No ano seguinte, os dois se mudaram para o Rio de Janeiro após um episódio traumático em uma festa na casa de Eládio de Barros Carvalho, ex-presidente do clube pernambucano Náutico. Em fevereiro daquele ano, a dupla tinha sido chamada para se apresentar no evento. Jackson não gostou quando alguns jovens começaram a assediar Almira. A briga se tornou grande, e eles fugiram para não serem linchados. Ainda assim, ele foi brutalmente agredido, correndo o risco de ficar cego.

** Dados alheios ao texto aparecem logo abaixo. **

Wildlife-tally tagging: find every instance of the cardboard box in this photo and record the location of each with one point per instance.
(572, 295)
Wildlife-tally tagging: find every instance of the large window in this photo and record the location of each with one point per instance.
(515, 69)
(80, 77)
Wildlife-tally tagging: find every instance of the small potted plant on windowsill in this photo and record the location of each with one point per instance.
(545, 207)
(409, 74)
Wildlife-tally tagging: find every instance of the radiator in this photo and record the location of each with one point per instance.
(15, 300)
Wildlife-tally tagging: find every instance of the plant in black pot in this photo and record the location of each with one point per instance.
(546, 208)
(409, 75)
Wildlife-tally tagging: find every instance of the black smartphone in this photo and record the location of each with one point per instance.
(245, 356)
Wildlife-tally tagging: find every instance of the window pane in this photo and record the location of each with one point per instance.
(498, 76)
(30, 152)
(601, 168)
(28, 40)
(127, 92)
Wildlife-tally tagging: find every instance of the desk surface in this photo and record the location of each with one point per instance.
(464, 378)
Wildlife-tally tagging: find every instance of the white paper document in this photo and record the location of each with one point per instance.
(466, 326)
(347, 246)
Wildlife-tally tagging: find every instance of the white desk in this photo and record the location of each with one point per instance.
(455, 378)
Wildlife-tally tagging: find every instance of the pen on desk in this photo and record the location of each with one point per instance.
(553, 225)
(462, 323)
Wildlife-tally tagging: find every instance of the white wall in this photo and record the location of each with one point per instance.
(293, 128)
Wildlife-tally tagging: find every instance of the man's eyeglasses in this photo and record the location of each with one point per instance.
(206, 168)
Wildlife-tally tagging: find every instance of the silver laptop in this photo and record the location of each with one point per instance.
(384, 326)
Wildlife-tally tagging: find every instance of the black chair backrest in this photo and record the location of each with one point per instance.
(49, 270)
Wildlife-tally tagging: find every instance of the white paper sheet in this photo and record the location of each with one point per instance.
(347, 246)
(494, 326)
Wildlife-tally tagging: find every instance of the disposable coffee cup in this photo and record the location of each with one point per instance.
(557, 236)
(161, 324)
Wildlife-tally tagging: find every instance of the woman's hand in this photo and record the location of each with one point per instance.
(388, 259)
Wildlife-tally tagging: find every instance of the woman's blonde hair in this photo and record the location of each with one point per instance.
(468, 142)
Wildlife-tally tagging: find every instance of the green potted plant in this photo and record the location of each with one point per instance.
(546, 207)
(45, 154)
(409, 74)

Magoados com a falta de apoio da rádio e do jornal, ele e Almira, que ainda não tinham envolvimento amoroso, pediram rescisão de contrato, assinado em 1953, o que foi negado. Pagaram a multa e foram para o Rio de Janeiro — na época, Jackson já era conhecido nacionalmente.

Ex-professora, cantora e dançarina, foi ela quem lhe ensinou a escrever seu nome, quando Jackson já tinha 35 anos. Almira foi com ele para o Rio, porque tinha gravado a voz feminina de “Sebastiana”. Na cidade, segundo o artista, era como sua secretária. Até que os dois se envolveram e, quando voltaram a Recife, a polêmica estava formada, já que a moça era namorada do diretor da rádio, Geraldo Lopes, e o comentário de que a dupla estava vivendo como casal no Rio era geral. Jackson e ela resolveram se casar oficialmente.

Gravou cerca de 140 discos e mais de 400 canções, dentre as quais diversas fizeram sucesso em todo o país, como “O Canto da Ema” (de Ayres Vianna e João do Valle), “Chiclete com Banana” (Gordurinha e Almira Castilho), “Forró em Caruaru” (Zé Dantas) e “O Velho Gagá” (Almira e Paulo Gracindo). Nomes como Luiz Gonzaga, Alceu Valença, Gilberto Gil, Caetano Veloso, Gal Costa, Elba Ramalho e Geraldo Azevedo também registraram seus sucessos.

Em 1967, conheceu a baiana Neuza Flores dos Anjos, com quem ficou até o fim da vida. Os dois se conheceram depois de um show dele no camarim e, segundo ela, que ainda é viva, no dia seguinte ele pediu a mão dela em casamento a seus pais. Neuza, que era metalúrgica, aprendeu com ele a tocar agogô e integrou o grupo Os Borboremas, que acompanhava o cantor no palco. 

Em 5 de julho de 1982, ele se apresentou na Festa da Associação Recreativa do Ministério da Educação e Cultura, em Brasília. No dia seguinte, enquanto esperava o avião para o Rio, desmaiou. Seguiu para a cidade, onde foi internado na Casa de Saúde Santa Lúcia e morreu no dia 10 do mesmo mês, de embolia cerebral e pulmonar. Foi enterrado no Cemitério do Caju. Não teve filhos.